Replication in PostgreSQL is a process that allows you to copy and distribute database objects or data from one database server (the primary) to one or more database servers (the standbys). The primary goal of replication is to improve the availability, failover capabilities, and read scalability. PostgreSQL supports several types of replication, but we'll focus on setting up streaming replication, which is a widely used method for achieving high availability.

Requirements:

Before proceeding, ensure both the primary and standby servers have PostgreSQL installed and configured with the same major version.

Step 1: Configure the Primary Server

Edit the postgresql.conf file on the primary server:

listen_addresses = '*' # Listen on all interfaces
wal_level = replica    # Required for streaming replication
max_wal_senders = 5    # Max number of WAL sender processes
archive_mode = on      # Enable archiving
archive_command = 'cp %p /path/to/archive/%f' # Archive command (adjust accordingly)

Also, modify the pg_hba.conf file to allow connections from the standby server(s):

# Type  Database        User            Address                 Method
host    replication     all             <standby_IP_address>/32 md5

Restart PostgreSQL to apply these changes.

Step 2: Prepare the Standby Server

On the primary server, use the pg_basebackup utility to create a base backup of the primary server's data directory:

pg_basebackup -h <primary_IP_address> -D /var/lib/postgresql/12/main -U replicator -P -v -R

This command will clone the primary server's data directory into the specified directory on the standby server. Replace /var/lib/postgresql/12/main with your actual data directory path.

Step 3: Configure the Standby Server

On the standby server, make sure the postgresql.conf includes the following lines:

hot_standby = on # Allows the standby to accept read-only queries

Additionally, create a recovery.conf file inside the standby's data directory with the following content:

standby_mode = 'on'
primary_conninfo = 'host=<primary_IP_address> port=5432 user=replicator password=yourpassword'

This tells the standby server where to connect to the primary.
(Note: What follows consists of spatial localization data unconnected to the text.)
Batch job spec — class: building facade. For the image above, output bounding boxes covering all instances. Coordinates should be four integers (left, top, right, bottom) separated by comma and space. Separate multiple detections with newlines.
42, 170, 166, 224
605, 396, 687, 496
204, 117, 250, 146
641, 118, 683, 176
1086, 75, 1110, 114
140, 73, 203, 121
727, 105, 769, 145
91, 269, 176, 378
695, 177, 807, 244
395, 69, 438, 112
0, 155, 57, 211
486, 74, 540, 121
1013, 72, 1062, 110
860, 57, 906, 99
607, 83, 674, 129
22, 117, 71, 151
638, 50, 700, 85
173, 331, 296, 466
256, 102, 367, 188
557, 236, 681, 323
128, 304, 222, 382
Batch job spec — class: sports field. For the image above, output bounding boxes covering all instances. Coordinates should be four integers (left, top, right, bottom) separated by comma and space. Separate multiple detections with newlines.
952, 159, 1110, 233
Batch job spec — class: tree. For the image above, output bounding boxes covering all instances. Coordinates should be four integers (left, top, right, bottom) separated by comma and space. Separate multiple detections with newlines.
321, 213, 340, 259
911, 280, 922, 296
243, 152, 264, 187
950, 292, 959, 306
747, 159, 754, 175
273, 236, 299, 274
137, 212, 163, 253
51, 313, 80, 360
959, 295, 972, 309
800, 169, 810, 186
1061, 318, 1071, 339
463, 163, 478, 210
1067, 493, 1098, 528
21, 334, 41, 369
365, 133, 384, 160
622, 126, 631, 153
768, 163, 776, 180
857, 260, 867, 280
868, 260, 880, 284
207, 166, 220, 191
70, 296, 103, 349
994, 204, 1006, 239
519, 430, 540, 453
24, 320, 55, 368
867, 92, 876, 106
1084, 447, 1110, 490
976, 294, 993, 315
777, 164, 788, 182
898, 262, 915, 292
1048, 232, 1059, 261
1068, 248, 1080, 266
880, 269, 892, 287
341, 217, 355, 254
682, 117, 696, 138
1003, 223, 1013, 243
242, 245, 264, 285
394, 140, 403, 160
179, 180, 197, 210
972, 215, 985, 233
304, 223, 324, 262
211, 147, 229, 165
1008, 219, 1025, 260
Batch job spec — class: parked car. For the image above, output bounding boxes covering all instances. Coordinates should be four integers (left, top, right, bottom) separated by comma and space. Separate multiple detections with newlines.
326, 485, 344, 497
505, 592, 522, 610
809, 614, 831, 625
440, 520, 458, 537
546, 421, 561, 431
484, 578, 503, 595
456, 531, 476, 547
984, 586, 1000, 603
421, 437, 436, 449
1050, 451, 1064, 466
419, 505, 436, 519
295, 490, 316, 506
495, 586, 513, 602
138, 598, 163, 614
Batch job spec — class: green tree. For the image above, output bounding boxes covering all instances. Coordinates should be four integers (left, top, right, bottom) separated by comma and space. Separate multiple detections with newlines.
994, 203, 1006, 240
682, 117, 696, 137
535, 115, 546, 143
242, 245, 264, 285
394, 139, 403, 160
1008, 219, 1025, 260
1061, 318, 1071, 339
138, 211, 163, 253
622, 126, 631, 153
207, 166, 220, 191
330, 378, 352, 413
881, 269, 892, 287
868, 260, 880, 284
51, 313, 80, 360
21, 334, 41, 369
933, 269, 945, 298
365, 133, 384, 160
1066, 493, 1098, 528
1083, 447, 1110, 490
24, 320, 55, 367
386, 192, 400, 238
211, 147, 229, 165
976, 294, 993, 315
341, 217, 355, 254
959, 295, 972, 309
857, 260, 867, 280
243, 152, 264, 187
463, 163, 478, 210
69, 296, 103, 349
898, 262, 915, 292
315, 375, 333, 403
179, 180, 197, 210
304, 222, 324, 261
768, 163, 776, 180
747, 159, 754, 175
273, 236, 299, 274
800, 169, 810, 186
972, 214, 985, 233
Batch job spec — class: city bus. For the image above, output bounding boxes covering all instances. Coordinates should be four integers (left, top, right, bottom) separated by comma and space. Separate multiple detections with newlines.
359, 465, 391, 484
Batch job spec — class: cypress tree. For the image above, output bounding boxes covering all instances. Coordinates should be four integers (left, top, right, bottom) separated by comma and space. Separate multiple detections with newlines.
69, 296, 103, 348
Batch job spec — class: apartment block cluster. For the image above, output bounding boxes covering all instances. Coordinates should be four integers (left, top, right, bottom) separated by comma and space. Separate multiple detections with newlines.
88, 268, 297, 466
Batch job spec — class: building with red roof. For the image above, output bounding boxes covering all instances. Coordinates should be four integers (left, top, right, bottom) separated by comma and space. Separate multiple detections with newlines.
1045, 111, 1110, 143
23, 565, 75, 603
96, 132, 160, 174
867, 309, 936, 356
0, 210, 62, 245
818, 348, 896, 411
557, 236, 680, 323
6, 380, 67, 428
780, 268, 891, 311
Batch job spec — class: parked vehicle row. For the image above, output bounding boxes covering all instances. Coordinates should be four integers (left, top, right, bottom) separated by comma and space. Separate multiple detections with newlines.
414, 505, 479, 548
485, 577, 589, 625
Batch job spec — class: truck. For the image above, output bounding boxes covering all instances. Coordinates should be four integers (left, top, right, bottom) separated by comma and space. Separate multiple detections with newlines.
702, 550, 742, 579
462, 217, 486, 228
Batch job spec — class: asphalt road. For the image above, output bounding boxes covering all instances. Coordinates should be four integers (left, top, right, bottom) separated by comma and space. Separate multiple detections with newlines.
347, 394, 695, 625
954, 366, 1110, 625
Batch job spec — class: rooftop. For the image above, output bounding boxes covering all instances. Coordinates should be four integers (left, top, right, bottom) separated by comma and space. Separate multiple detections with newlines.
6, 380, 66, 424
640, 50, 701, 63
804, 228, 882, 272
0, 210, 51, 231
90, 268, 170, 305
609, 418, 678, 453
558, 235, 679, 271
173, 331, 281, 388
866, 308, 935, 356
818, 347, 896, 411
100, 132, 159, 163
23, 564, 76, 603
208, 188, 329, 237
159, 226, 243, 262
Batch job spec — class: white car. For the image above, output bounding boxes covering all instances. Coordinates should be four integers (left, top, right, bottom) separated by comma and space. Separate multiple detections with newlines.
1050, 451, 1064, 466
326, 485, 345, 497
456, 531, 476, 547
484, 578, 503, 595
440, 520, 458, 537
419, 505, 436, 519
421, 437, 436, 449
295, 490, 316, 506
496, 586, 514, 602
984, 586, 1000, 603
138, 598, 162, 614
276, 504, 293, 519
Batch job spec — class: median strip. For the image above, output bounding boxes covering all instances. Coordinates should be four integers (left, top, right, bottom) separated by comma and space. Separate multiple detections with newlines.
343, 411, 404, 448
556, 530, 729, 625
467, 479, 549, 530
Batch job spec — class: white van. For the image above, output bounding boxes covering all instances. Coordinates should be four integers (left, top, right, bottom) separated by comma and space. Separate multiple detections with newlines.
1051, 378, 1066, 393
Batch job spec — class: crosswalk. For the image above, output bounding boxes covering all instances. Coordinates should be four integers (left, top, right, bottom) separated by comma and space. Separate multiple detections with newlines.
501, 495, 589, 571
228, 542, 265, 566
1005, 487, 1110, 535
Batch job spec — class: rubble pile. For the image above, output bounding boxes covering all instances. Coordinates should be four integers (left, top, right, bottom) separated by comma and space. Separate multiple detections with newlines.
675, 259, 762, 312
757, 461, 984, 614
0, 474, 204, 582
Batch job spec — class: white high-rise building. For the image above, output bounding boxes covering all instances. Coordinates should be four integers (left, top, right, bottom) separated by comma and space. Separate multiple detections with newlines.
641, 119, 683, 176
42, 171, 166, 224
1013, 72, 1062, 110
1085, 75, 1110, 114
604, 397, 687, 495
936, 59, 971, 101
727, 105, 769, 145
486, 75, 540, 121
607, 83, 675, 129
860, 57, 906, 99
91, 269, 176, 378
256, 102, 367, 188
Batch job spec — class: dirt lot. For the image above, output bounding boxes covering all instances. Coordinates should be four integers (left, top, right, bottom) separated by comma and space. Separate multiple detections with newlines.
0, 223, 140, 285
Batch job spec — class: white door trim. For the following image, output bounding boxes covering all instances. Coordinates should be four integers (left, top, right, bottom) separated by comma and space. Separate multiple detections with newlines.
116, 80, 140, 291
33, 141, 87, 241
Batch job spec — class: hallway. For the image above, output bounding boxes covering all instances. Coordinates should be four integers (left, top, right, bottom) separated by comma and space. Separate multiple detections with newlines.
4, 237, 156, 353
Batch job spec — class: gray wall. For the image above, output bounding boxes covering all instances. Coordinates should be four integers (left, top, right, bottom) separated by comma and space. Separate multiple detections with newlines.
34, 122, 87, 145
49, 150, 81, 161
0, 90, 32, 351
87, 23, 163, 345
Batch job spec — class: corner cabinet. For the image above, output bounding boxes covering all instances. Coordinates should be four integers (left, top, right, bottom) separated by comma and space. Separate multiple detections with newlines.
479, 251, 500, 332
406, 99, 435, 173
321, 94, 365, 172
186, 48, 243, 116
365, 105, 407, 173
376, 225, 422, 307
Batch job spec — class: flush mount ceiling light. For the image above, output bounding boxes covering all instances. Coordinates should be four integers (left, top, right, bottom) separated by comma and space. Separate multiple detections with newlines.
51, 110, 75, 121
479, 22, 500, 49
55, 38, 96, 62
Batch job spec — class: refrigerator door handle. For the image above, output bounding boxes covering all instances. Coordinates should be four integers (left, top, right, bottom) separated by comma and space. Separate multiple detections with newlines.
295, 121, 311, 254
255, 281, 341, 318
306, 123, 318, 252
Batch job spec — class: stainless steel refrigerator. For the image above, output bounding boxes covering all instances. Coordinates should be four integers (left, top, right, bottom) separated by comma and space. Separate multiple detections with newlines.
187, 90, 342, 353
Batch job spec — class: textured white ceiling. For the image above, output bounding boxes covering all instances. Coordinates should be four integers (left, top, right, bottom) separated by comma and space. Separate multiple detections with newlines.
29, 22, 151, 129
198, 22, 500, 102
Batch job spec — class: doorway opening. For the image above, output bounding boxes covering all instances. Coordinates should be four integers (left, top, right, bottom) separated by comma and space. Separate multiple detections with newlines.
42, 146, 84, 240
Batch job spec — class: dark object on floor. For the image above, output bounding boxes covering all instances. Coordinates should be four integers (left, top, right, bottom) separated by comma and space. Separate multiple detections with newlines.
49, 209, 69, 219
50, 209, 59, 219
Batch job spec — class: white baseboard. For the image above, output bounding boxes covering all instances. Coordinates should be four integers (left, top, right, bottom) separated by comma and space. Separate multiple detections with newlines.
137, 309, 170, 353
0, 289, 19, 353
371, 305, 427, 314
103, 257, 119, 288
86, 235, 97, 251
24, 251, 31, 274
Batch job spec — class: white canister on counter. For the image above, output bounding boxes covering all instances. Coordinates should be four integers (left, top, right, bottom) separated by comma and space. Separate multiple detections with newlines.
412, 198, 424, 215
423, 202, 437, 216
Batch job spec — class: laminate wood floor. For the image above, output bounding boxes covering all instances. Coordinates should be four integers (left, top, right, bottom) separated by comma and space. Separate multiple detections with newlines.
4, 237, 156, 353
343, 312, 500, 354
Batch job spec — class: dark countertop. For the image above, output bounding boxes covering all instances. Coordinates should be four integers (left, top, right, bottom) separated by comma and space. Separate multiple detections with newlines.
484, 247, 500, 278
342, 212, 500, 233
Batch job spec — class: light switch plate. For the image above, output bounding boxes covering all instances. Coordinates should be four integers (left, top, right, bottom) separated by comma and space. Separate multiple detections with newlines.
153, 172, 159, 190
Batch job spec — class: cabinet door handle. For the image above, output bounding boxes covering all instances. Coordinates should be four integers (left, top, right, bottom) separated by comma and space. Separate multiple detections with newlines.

Step 4: Start the Standby Server

Finally, start the PostgreSQL service on the standby server. It should connect to the primary and start replicating changes.

Verification

You can verify the replication status by running the following command on the primary server:

SELECT * FROM pg_stat_replication;

This query returns information about each replication connection to the primary server.

Conclusion

Streaming replication in PostgreSQL is a powerful feature for creating high-availability setups. This basic guide covers setting up a simple streaming replication configuration. Depending on your requirements, you might need to adjust configurations, such as handling failover automatically with tools like Repmgr or Patroni.